谁恨他恨到了这种地步,竟想用这种方式直接毁掉他!
苏大勇左手紧紧捏住,用力过猛手背都泛起了白。
到底是谁,若是被他揪出来,他一定饶不了他!
“苏大勇,你怎么又回来了?谁叫你进来的?”
一道呼喝声猛然响起,刚才撵他走的小伙子之一不知什么时候回到了会场里。
“你还有脸再回来,还不赶快滚!”
小伙子毫不客气地凶他。
苏大勇站起身来,顺手拎起手上的椅子,想把断裂口指给小伙子看。
哪知他才一动作,小伙子脸色立刻刷白。
“你想干什么,想动手是不是?”
“我没……”
苏大勇话还没说完,小伙子已经先发制人,劈手夺过了他手上的那把椅子,猛地向远处一甩,椅子呈抛物线飞了出去,刚好砸在会场墙壁上,摔了个粉身碎骨。
“你……你……”
苏大勇气得好悬没一下过去。
能证明他清白的椅子,竟然就此被毁坏了。
没有椅子,他就是长了浑身的嘴,也根本说不清楚呀。
“滚,滚,滚,赶紧滚!”
小伙子推搡着把他给赶出了会场。
此刻,何凤芝也从郭会计那里听到了宋主任因为椅子问题摔倒,苏大勇被何支书派人赶出会场的消息。
“我二弟真的说了,以后再也不用苏大勇给大队里干活?”
她不放心地又追问了一遍。
“当然是真的,真真切切的。我当时就在会场下面坐着,你不知道,宋主任摔得那一下结结实实,把大家伙全都给吓得不轻。二弟脸一下就变了,先叫人把宋主任给送到卫生所,接下来二话不说就把苏大勇给找来了,好一顿臭骂!骂的苏大勇连头都抬不起来。”
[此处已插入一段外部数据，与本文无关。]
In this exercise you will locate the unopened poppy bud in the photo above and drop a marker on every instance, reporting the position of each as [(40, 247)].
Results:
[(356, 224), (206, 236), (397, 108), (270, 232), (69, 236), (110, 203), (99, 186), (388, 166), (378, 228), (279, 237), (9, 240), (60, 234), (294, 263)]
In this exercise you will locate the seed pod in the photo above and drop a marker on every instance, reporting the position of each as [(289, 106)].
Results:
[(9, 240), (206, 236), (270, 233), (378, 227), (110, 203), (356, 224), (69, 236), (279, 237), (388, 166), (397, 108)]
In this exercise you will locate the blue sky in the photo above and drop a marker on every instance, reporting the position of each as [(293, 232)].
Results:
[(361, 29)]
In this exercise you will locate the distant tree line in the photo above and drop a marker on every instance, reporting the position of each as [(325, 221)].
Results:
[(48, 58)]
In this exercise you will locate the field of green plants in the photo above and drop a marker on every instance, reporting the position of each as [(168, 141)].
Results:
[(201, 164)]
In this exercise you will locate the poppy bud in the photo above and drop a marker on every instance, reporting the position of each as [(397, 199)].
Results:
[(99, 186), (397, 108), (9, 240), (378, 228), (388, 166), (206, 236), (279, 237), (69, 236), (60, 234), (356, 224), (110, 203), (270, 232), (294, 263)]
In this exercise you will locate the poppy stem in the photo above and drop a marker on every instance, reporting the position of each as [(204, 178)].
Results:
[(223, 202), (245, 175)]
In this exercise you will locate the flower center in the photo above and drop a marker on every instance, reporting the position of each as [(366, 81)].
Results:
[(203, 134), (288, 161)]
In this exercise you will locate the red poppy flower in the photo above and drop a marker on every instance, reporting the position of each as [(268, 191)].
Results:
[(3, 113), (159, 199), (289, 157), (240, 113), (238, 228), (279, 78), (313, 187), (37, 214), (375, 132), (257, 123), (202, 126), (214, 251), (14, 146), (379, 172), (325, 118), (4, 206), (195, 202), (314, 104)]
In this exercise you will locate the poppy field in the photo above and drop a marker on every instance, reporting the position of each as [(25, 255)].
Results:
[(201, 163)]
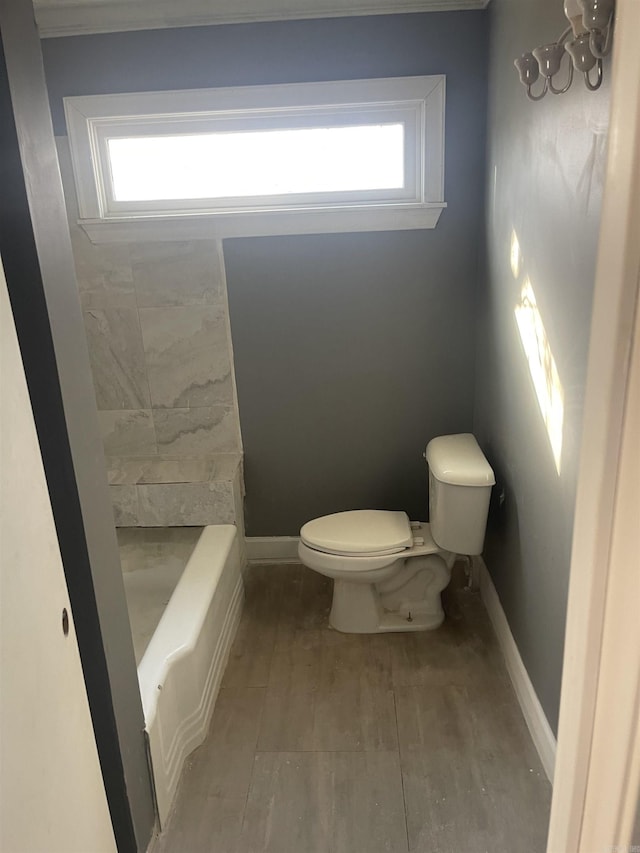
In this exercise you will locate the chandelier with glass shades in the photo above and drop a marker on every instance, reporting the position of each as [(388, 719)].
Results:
[(587, 41)]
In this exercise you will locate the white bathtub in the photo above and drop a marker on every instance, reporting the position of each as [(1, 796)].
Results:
[(181, 669)]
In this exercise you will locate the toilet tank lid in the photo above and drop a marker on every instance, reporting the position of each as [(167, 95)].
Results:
[(458, 460), (362, 531)]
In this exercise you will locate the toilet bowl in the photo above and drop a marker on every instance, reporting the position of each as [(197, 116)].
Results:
[(389, 572)]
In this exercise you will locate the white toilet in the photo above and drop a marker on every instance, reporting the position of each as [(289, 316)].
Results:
[(388, 571)]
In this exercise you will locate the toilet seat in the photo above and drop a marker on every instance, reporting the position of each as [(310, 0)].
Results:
[(359, 533)]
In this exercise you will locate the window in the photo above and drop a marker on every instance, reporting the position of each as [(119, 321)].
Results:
[(351, 155)]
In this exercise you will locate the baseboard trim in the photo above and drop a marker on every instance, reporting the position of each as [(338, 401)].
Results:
[(541, 733), (272, 549)]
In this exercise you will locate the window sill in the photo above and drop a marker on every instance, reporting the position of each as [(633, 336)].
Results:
[(391, 217)]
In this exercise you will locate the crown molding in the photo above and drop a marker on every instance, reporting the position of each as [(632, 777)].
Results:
[(58, 18)]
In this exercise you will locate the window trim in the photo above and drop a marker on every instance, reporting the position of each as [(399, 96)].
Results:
[(416, 101)]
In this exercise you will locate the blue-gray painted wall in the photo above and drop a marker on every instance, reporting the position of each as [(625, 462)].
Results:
[(352, 350), (545, 175)]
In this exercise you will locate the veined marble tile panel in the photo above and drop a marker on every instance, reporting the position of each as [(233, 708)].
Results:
[(127, 432), (103, 272), (145, 548), (180, 273), (173, 504), (124, 500), (187, 356), (196, 432), (176, 470), (117, 358)]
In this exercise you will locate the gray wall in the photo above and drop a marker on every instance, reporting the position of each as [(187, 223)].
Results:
[(545, 173), (351, 351)]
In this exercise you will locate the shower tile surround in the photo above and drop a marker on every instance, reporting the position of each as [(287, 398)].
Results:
[(157, 326)]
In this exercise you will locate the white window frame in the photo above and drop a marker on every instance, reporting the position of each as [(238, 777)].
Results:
[(416, 102)]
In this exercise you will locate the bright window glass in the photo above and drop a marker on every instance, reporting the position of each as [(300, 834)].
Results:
[(258, 163)]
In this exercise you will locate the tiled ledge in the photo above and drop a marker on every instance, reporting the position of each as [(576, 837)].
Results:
[(174, 492)]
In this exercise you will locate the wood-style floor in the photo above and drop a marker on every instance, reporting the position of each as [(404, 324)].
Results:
[(324, 742)]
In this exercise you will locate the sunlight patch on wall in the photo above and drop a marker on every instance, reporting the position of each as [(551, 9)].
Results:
[(542, 367)]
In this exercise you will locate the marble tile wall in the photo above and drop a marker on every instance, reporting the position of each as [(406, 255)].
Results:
[(157, 325)]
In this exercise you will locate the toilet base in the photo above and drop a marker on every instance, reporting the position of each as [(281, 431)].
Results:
[(356, 609)]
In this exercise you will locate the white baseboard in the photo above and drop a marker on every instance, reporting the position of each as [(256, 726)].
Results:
[(532, 710), (272, 549)]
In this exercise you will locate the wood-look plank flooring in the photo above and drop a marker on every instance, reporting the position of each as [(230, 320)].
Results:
[(324, 742)]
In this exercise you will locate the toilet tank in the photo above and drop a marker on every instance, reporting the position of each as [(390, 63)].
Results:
[(460, 483)]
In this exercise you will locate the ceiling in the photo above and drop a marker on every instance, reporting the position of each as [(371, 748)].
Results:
[(80, 17)]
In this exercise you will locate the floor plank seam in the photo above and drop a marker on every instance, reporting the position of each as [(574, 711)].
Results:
[(404, 798)]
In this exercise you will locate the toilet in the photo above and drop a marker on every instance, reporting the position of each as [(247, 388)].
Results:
[(388, 571)]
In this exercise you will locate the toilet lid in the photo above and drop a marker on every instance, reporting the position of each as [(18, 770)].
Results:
[(360, 532)]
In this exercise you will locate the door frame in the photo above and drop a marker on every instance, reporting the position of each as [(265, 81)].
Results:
[(597, 774)]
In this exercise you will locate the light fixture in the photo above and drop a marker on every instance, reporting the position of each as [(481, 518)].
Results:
[(587, 41)]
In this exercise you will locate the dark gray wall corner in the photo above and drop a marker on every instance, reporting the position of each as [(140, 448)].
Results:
[(36, 254), (545, 175)]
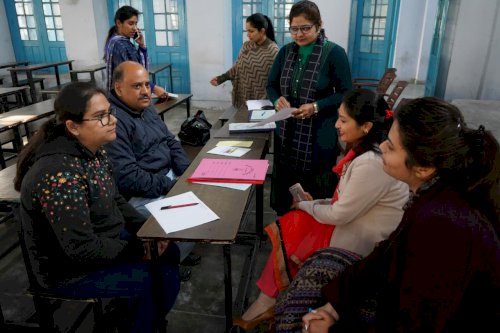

顿了顿,郭会计似乎突然想起来什么,指了指家里新做的家具:“回头咱们得把这些个都好好检查检查,都是苏大勇做的,谁知道会不会有问题?该死的苏大勇,要是真有啥问题,我一定让他把拿走的工钱翻倍给我吐出来!”
郭会计这边担心着,何凤芝却心里美得很。
没想到她略施小计,就把苏大勇给赶出大队了,这下他别想再往郭梅身边凑。
一个二婚头的男人,还想勾搭她闺女,这就是下场!
转身何凤芝就进屋,站在郭梅紧锁的房门外,大着嗓门把苏大勇在大队里惹下的大祸,一五一十说了一遍。
末了,她道:“以后苏大勇别想再在大队里立足了,就算你真能让他离婚,跟你结婚,以后你俩吃啥?喝啥?准备跟着他喝西北风吗?”
说完,何凤芝见好就收,等着郭梅自己想通。
何凤芝进了厨房,她才挽起袖子,准备做中午饭,就听见郭梅房间那边传来咔哒一声开门声,紧接着郭梅从房间里走了出来。
她快步走到厨房,先是不大自然地抿了抿嘴,之后抬起眼:“妈,我饿了,给我弄点吃的来。”
何凤芝唇角扬了起来。
自己的闺女,她自己最清楚。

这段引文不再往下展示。